MADRID: Spanish police said on Wednesday they had arrested six people suspected of involvement in fraud totalling 600 million dollars (450 million euros) on the London stock market.

Among the arrested is the suspected organizer of the fraud, which used forged documents and stock market operations to increase the value of shares in a fake company that were then sold at a profit, a police statement said.

"Through complex commercial and stock market operations, as well as falsifications, the arrested managed to make the value of the shares of a firm on the stock market increase, without deposits to back it up, and profited from the subsequent sale of the shares," it said.

The names of those arrested and the fake company were not released by Spanish police.

The arrests come as faith in financial markets around the world have already been seriously rattled by the international credit crunch and the alleged 50-billion-dollar fraud run by veteran US broker Bernard Madoff.
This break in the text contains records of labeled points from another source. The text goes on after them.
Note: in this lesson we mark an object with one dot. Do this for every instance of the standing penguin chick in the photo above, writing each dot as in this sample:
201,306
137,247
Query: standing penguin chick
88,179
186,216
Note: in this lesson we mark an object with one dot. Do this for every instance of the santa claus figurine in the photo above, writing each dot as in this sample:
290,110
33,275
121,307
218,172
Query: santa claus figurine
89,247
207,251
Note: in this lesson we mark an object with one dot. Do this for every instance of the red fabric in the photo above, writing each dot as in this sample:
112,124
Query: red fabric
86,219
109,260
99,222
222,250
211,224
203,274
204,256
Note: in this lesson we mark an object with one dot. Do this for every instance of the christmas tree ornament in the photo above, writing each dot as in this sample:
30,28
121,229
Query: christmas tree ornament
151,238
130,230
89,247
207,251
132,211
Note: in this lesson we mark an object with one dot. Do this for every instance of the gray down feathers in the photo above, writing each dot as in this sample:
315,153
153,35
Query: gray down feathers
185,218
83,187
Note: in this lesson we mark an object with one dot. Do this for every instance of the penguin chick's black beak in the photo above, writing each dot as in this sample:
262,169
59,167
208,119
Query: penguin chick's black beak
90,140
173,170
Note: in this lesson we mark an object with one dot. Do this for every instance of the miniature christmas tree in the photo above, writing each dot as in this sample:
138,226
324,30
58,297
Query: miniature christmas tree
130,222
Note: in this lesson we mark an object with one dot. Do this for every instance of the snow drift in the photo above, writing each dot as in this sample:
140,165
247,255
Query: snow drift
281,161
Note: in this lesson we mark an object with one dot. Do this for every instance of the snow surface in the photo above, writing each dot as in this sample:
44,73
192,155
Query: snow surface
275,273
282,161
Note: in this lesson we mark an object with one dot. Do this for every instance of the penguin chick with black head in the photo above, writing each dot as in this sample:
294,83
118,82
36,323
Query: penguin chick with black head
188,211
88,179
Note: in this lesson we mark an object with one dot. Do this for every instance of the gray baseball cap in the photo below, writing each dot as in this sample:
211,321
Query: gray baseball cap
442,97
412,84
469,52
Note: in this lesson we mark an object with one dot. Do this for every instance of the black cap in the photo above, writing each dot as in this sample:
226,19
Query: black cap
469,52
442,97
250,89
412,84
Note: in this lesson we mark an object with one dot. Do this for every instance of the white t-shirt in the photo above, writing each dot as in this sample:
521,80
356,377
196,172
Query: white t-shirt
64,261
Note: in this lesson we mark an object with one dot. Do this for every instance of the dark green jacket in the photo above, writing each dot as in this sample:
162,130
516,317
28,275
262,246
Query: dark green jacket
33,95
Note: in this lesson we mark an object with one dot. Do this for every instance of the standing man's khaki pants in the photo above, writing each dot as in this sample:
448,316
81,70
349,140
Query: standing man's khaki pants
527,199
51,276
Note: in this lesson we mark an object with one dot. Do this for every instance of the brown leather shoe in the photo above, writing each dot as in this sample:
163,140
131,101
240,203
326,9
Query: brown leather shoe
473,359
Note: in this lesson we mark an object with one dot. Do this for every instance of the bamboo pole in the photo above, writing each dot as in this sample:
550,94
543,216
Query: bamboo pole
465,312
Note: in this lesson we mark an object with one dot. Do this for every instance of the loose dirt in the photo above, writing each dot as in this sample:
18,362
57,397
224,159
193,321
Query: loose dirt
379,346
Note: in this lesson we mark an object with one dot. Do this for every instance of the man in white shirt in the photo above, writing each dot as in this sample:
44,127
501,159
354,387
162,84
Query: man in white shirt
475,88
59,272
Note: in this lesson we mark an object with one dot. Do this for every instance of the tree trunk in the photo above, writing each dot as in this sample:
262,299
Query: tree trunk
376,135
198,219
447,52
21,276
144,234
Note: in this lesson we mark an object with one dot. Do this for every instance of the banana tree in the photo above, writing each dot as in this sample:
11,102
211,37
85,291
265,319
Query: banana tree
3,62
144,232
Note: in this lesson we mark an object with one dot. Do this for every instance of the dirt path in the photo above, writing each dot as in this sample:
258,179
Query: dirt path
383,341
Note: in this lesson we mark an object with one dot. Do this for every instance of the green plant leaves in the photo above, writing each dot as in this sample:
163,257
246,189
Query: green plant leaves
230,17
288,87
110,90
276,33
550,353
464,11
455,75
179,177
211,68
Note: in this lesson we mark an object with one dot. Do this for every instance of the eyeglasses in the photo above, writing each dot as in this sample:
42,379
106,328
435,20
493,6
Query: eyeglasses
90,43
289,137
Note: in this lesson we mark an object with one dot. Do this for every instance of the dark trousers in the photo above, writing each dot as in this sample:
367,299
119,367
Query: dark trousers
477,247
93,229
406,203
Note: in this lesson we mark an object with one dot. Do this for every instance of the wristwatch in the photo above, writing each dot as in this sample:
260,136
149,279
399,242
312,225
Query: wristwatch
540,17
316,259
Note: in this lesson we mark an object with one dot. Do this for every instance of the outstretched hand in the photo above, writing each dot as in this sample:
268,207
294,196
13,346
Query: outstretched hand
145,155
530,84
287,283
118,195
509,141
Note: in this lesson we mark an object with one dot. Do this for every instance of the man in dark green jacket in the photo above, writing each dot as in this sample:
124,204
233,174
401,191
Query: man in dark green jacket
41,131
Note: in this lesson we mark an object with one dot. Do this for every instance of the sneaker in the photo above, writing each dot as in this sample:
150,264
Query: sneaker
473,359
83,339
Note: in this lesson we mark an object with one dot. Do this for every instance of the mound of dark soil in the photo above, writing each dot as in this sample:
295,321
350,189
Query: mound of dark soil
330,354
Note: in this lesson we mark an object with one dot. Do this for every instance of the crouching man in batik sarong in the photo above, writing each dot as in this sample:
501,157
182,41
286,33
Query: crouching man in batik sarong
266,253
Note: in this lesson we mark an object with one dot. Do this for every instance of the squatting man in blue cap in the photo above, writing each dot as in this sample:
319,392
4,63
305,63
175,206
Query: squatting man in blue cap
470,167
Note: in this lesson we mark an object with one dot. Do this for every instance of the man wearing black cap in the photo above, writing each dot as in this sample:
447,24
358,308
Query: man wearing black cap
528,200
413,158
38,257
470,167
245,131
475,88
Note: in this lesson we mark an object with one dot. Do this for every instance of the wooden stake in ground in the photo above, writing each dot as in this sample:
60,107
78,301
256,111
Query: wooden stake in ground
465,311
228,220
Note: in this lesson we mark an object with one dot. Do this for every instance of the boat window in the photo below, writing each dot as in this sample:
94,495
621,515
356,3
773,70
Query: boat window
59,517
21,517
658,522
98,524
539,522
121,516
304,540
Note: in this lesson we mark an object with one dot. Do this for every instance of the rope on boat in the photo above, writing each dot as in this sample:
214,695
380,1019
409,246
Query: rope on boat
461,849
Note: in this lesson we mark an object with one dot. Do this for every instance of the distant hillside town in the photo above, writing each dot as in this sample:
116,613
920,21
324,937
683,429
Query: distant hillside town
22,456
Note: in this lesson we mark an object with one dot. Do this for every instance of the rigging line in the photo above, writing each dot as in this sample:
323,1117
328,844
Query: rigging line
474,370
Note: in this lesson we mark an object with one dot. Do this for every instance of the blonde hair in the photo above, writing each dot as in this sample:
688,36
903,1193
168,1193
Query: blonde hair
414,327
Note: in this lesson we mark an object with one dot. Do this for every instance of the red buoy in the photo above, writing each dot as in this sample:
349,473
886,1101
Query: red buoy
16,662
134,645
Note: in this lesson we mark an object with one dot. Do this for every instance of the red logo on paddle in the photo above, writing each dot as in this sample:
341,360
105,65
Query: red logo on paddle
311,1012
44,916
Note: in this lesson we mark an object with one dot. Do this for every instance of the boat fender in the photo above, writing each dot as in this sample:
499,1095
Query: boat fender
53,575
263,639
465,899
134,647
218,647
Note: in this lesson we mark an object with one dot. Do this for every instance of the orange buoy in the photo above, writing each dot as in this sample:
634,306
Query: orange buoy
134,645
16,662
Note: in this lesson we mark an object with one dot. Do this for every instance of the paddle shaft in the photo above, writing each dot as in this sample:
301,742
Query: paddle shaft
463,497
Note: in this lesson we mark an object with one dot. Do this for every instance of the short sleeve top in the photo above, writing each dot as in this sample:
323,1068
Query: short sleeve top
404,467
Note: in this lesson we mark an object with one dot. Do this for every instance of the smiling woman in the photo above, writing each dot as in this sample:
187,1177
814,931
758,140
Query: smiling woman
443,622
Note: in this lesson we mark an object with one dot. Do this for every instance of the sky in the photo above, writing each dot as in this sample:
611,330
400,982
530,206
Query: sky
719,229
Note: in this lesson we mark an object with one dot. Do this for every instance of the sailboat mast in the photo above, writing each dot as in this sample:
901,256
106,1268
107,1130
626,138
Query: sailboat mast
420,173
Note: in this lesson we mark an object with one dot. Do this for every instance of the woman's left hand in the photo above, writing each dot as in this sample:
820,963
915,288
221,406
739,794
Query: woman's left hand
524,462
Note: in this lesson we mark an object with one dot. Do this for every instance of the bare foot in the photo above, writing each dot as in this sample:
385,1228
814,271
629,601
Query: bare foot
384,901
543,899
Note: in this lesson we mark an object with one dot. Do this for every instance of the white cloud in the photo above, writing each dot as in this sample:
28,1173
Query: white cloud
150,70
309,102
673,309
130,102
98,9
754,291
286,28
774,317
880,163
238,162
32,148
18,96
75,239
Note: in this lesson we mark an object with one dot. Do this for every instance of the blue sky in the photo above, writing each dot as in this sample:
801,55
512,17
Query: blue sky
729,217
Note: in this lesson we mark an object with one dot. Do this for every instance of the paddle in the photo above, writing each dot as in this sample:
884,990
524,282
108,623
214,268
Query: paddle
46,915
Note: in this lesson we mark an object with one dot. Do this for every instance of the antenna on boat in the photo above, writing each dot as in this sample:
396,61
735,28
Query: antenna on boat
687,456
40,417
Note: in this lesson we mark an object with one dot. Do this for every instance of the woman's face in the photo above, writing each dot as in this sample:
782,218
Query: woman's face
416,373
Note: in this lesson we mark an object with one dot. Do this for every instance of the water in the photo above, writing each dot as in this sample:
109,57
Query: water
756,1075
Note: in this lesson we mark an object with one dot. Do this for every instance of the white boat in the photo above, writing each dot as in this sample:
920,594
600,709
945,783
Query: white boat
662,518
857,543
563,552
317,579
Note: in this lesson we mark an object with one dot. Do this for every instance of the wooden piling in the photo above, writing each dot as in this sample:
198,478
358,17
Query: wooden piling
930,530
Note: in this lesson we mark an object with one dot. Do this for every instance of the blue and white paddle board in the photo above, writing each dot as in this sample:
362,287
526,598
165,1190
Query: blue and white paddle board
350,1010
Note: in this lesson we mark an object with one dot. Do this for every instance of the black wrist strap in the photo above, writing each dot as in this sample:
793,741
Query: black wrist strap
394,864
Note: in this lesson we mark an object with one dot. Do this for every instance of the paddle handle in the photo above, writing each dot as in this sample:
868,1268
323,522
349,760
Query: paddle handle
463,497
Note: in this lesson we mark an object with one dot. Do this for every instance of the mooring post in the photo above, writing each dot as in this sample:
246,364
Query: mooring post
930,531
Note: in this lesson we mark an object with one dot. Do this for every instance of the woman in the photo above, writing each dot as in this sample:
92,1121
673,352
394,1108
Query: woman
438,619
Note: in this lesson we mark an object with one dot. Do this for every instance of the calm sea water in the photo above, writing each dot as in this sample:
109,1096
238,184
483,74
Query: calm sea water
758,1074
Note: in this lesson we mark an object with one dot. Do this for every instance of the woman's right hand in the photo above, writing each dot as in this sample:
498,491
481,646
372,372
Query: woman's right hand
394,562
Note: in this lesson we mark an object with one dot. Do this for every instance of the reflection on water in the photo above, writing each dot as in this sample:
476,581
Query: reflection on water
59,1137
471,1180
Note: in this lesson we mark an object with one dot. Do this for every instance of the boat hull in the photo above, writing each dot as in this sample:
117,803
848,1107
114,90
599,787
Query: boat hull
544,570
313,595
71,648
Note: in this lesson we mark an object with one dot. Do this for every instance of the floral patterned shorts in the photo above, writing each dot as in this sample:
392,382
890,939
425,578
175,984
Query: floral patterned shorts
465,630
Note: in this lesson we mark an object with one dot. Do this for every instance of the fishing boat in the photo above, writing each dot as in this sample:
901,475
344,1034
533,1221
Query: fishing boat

Britain's Serious Fraud Office began investigating the firm in 2005 when it was suspended from trading on the London Stock Exchange's Alternative Investment Market, the police statement said.

The company said it said it had assets worth 219 million euros when it was listed on the stock market in October 2003, police said.

It subsequently announced several financial operations, including a guarantee in the form of an International Certificates of Deposit from a Brazilian bank, "with the aim of generating an increase in the share price of the company," police added.

"The investigation revealed that the listing of the firm on the stock market, as well as the public share listing, was achieved through fraud and various false announcements were made, in specialized media in London, to generate interest in the shares of the company," the police statement said.

"Those announcements were allegedly planned by the main suspects who then sold the shares that they owned or existed in their name," it added.

Four arrests took place in Barcelona and one each occured in Alicante and Madrid, police said.

Police carried out six searches as part of their investigation in which they seized several computers and extensive documentation.